Les finances publiques sont le talon d’Achille du Brésil, particulièrement avec l’augmentation des catastrophes naturelles
Les finances publiques restent le talon d’Achille du Brésil. D’importantes réformes ont été mises en œuvre en 2016 et 2019 pour maintenir les finances publiques sur une trajectoire durable, mais la dette publique – qui s’élevait à 85 % du PIB fin 2023 – reste nettement plus élevée que la moyenne des marchés émergents. En outre, le Congrès a approuvé un nouveau cadre budgétaire plus souple qui permet aux dépenses primaires d’atteindre jusqu’à 70 % de la croissance annuelle des recettes fiscales. Si un excédent budgétaire primaire n’est pas atteint d'ici 2025, ce chiffre tombera à 50 % de la croissance des recettes (ce qui est plus souple que le plafond des dépenses introduit en 2016). La dette publique devrait donc atteindre près de 100 % du PIB d’ici 2029 – un niveau très élevé. De plus, une nouvelle diminution des objectifs budgétaires, comme cela fut le cas en avril à la suite des inondations dévastatrices, pourrait encore détériorer davantage ces chiffres. Bien que la réforme de simplification fiscale récemment approuvée puisse stimuler la croissance économique (et les recettes publiques) à long terme, d’autres réformes seront nécessaires pour maintenir la dette publique sur une trajectoire viable, d’autant plus si l’on considère l’augmentation des catastrophes naturelles induites par le changement climatique.

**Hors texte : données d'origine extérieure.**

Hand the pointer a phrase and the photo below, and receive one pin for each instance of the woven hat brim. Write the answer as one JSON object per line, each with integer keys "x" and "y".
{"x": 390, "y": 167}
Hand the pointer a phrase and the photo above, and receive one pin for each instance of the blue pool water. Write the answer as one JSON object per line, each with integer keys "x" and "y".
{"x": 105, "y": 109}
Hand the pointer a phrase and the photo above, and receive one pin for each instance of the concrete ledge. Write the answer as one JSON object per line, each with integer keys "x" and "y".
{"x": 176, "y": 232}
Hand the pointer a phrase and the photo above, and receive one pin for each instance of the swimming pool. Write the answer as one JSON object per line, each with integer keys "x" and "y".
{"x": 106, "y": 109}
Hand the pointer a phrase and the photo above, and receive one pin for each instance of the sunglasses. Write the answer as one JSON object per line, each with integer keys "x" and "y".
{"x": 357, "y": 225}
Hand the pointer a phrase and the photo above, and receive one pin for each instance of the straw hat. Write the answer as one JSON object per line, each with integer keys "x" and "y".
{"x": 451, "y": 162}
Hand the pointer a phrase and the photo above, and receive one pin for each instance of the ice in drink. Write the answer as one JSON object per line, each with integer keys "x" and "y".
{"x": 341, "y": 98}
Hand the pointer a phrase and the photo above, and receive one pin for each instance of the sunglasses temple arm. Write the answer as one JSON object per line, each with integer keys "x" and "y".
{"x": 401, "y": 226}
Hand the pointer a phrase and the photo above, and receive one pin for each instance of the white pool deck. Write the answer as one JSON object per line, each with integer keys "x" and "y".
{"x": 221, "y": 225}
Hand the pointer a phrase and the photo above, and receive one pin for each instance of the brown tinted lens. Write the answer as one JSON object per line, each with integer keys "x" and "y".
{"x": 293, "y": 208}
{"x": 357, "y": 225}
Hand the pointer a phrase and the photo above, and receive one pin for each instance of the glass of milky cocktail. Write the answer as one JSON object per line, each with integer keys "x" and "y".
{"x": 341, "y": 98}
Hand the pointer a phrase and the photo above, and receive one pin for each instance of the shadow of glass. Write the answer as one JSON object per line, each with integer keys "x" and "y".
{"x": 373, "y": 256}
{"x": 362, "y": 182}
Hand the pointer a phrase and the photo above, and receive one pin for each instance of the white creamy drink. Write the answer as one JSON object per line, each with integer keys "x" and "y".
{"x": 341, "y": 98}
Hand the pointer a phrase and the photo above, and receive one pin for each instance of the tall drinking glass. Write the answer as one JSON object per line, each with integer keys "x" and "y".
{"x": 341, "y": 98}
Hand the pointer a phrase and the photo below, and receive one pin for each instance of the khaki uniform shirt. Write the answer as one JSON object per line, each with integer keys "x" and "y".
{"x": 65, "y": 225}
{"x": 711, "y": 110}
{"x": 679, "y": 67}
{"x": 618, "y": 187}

Cela étant dit, plusieurs facteurs atténuent les risques. Malgré une dette publique élevée, les paiements des intérêts au titre de la dette publique restent à des niveaux gérables pour le pays. La dette publique est presque exclusivement détenue par des investisseurs nationaux (près de 90 %) et est majoritairement libellée en réal brésilien (environ 94 % de la dette). Le pays dispose d’un volume important de liquidités et les avoirs de la banque centrale en titres de la dette du Trésor sont considérables.
Les notations du risque politique sont stables
La notation de risque politique à moyen et long termes, relevée en 2022, a une perspective stable. Le pays enregistre des déficits du compte courant relativement modestes, qui sont principalement financés par des IDE, et ses ratios d’endettement extérieur sont modérés. Toutefois, les indicateurs institutionnels à la baisse et les finances publiques sont des points d’attention. Le risque politique à court terme est classé dans la catégorie 2/7. Les perspectives sont également stables, grâce à une marge relativement importante et stable de réserves de change et des niveaux gérables d’endettement extérieur à court terme.